I am grateful to catch your eye, Madam Deputy Speaker.
I congratulate the hon. Member for Blaenau Gwent (Nick Smith) on tabling new clause 10, for which he should receive much of the credit. This amendment has an extremely simple intent in laying a duty on the FCA to report to Parliament on
“(a) the adequacy and appropriateness of the FCA’s use of its regulatory powers; (b) the measures the FCA has taken to protect vulnerable consumers, including pensioners, people with disabilities, and people receiving forms of income support; and”—
finally and most importantly—
“(c) the FCA’s receptiveness to the recommendations of the Consumer Panel.”
I will now say why paragraph (c), in particular, is so important. The hon. Member has explained clearly why the FCA should regularly report to Parliament, and in my role as deputy Chairman of the Public Accounts Committee, I have constantly urged openness and transparency, wherever possible, so that our constituents can make full and proper judgments on the actions, or lack of them, of regulators such as the FCA.

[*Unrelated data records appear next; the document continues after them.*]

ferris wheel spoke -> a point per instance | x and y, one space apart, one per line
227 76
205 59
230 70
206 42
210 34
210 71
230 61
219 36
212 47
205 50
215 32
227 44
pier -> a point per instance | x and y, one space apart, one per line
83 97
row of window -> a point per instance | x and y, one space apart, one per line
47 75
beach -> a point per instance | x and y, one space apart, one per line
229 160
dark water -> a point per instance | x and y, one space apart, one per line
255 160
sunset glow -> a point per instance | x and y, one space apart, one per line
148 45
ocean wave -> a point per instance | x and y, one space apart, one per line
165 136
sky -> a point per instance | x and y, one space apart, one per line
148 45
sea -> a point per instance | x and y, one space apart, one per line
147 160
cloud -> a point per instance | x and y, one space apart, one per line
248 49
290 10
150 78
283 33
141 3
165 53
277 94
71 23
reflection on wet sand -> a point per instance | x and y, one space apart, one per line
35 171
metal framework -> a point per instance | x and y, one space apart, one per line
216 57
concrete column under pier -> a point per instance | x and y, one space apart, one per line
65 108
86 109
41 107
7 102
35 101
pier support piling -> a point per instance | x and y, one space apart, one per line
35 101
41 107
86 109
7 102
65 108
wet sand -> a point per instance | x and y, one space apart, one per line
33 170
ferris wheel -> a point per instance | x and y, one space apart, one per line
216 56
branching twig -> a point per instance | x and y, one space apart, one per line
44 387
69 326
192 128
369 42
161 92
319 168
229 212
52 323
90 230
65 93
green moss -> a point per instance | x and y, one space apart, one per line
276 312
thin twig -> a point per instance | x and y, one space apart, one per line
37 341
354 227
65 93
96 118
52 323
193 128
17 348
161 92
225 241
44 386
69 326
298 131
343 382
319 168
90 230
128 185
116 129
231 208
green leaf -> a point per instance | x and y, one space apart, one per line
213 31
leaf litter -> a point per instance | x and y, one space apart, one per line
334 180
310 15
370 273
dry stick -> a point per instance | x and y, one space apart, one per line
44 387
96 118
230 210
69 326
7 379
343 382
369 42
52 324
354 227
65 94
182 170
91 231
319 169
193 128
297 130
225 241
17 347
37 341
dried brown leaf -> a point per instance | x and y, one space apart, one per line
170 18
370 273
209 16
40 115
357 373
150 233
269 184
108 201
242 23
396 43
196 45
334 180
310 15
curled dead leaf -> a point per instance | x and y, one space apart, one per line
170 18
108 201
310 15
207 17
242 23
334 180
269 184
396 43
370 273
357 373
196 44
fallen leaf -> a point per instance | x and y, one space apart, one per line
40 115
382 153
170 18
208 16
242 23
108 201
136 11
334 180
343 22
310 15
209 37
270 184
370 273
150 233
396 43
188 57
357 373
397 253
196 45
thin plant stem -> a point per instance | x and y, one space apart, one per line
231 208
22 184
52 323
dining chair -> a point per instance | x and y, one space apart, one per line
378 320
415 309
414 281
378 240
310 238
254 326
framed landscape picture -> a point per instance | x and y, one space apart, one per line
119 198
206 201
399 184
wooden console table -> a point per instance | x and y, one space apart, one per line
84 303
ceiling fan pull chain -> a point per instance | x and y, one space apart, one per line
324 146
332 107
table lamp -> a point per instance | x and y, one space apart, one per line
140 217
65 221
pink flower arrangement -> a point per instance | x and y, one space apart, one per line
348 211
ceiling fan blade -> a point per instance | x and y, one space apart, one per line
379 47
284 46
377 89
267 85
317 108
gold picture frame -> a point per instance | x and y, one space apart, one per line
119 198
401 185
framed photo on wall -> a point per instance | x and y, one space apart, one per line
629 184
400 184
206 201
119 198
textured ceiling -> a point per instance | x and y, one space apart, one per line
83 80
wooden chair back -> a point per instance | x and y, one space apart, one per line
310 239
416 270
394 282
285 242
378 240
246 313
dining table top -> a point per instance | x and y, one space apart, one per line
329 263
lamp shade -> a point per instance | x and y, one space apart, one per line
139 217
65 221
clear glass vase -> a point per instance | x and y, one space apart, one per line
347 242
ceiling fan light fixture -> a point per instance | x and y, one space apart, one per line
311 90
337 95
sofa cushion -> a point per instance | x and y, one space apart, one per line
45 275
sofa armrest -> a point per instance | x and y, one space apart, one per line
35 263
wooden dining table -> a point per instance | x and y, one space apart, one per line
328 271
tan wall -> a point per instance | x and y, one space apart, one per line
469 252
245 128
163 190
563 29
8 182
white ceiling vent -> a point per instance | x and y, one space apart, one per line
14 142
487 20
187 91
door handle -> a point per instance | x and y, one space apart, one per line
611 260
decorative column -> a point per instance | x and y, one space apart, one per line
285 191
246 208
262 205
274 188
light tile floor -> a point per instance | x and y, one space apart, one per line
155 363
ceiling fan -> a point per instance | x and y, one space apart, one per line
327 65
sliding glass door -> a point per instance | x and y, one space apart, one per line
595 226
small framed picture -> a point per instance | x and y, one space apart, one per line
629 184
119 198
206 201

Like the hon. Member for Blaenau Gwent, I will give the House an example. The PAC inquiry that we held in April and June this year highlighted the plight of some 2,000 of the 7,700 British Steel pensioners who in 2019 suffered significant financial shortfalls because of the wrong advice given by a significant number of independent financial advisers who advised pensioners to opt out of their valuable defined-benefit pension schemes. To add further insult to injury, the actions by the regulator caused a number of independent financial adviser companies to go out of business or merge with others, and therefore the compensation that pensioners received rightly was capped. I know this is a complicated subject but both the hon. Member and I are using it as an egregious example of why the FCA needs to be more accountable to Parliament and our constituents. This amendment stems from recommendations 5a and 5b in the PAC report “Investigation into the British Steel Pension Scheme”, published on 21 July:
“The FCA should be more proactive and consumer-focused in its engagement with stakeholders. It should have a better mechanism for responding to consumer harms and collect more evidence on a regular basis to pick up on issues that are being raised, especially from emerging risks in financial markets…The FCA must also review how effective the Financial Services Consumer Panel is at consumer protection and how it influences policy debates within the FCA from a consumer angle.”
The hon. Member and I have had discussions with the Economic Secretary, who is on the Front Bench today, and I believe he is sympathetic to the principle that the FCA needs to be much more accountable. If that is the case, I very much hope that he will concede the principle of this amendment and incorporate it as a Government amendment in the other place. Neither the hon. Member nor I wish to be prescriptive about how or when this reporting should take place to Parliament; that is a matter for the Government.
No financial institution will ultimately exist without its consumers. The whole point of the FCA as a regulatory authority is to protect their interests. Rather than having to work through long and complicated reports, there needs to be clear, easily available information on what regulators are doing, or not doing, on their behalf. All of this requires a fundamental shift in the regulator’s—the FCA’s—attitude to the consumer and a commitment to engage more when things go wrong.
Finally, I want to comment on the fraud aspects of the Bill. The PAC recently conducted an inquiry on fraud and discovered that 41% of all reported crime in June was accounted for by fraud, up from 30% in 2017, yet just 1% of police resources is being devoted to fraud crimes. So we urgently need to see the Government’s new comprehensive fraud strategy.